To encourage participation from top-tier researchers, leading experts in the field will be invited to contribute keynotes and participate in panel discussions. Additionally, collaboration with relevant journals and publications for special issues featuring selected papers from the workshop will provide further incentives for submitting high-caliber work. Recognizing the interdisciplinary nature of the workshop, we will also reach out to professionals in sectors such as healthcare, environmental science, and public policy, ensuring a rich variety of perspectives and innovative applications of LLMs.
RELATED WORKSHOPS
The proposed workshop complements and extends the dialogue from several related workshops previously or concurrently held at major conferences such as KDD, NeurIPS, ICML, and AAAI. Notably, workshops like “Data Science for Social Good,” “Machine Learning for Health (ML4H),” and “AI for Science” have similarly explored the intersection of AI technologies and their societal impacts. Additionally, the “Tackling Climate Change with Machine Learning” workshop and the “Machine Learning for Policy and Economics” workshop at NeurIPS have addressed specific applications of data science in critical societal domains. Our workshop aims to specifically harness the capabilities of LLMs, building on these discussions with a focus on their unique potential to revolutionize traditional research methodologies and societal applications.
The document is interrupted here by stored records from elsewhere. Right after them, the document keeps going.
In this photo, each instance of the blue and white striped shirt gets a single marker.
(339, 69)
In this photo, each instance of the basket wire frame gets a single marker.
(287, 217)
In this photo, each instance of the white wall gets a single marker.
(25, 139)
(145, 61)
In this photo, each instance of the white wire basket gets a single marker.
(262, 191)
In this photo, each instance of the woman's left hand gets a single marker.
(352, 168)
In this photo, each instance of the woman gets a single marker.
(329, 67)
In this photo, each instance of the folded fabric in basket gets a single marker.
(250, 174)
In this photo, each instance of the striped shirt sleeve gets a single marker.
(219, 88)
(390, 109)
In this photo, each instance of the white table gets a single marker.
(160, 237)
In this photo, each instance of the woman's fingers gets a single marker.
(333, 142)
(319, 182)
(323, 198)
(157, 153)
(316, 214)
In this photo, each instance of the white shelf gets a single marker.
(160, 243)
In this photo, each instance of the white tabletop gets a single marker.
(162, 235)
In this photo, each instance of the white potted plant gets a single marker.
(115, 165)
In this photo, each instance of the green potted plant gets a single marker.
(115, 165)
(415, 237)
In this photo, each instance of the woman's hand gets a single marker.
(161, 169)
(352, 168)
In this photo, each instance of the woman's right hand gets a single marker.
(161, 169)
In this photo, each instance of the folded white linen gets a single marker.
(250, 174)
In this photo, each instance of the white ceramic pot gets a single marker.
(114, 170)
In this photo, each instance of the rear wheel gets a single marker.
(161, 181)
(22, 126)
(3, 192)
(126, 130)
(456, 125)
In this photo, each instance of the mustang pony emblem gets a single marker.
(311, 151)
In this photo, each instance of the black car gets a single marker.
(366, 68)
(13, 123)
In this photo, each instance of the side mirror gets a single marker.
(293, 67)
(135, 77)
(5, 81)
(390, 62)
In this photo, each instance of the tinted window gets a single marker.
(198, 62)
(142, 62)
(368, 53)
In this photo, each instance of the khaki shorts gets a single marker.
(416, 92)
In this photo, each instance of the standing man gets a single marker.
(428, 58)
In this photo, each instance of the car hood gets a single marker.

By situating itself within this established framework of scientific discourse, the SciSoc LLM Workshop seeks to provide a novel platform for advancing these conversations with a fresh focus on LLM-driven innovations.
TENTATIVE PROGRAM COMMITTEE LIST
We have connected with a diverse group of scholars interested in serving as program committee members (reviewers) for our workshop. These individuals come from both academia and industry, and our selection includes those from underrepresented backgrounds in STEM. The reviewers will include faculty members and senior industrial researchers:
- Jamell Dacon, Morgan State University
- Meng Jiang, University of Notre Dame
- Carl Yang, Emory University
- Zhichun Guo, Emory University
- Shengpu Tang, Emory University
- Yuxuan Liang, HKUST
- Ming Jin, Monash University
- Yao Ma, RPI
- Xu Han, University of Arizona
- Tyler Derr, Vanderbilt University
- Wei Jin, Emory University
- Lu Cheng, University of Illinois at Chicago
- Wenpeng Yin, Penn State
- Xianfeng Tang, Amazon
- Qingsong Wen, Squirrel AI
- Danai Koutra, University of Michigan
- B. Aditya Prakash, Georgia Tech
- Yan Liu, University of Southern California
Moreover, we will also invite senior PhD students from Emory University, University of Illinois Chicago, Georgia Tech, Penn State University, University of Michigan, University of Illinois Urbana-Champaign, UNC Chapel Hill, and other institutions.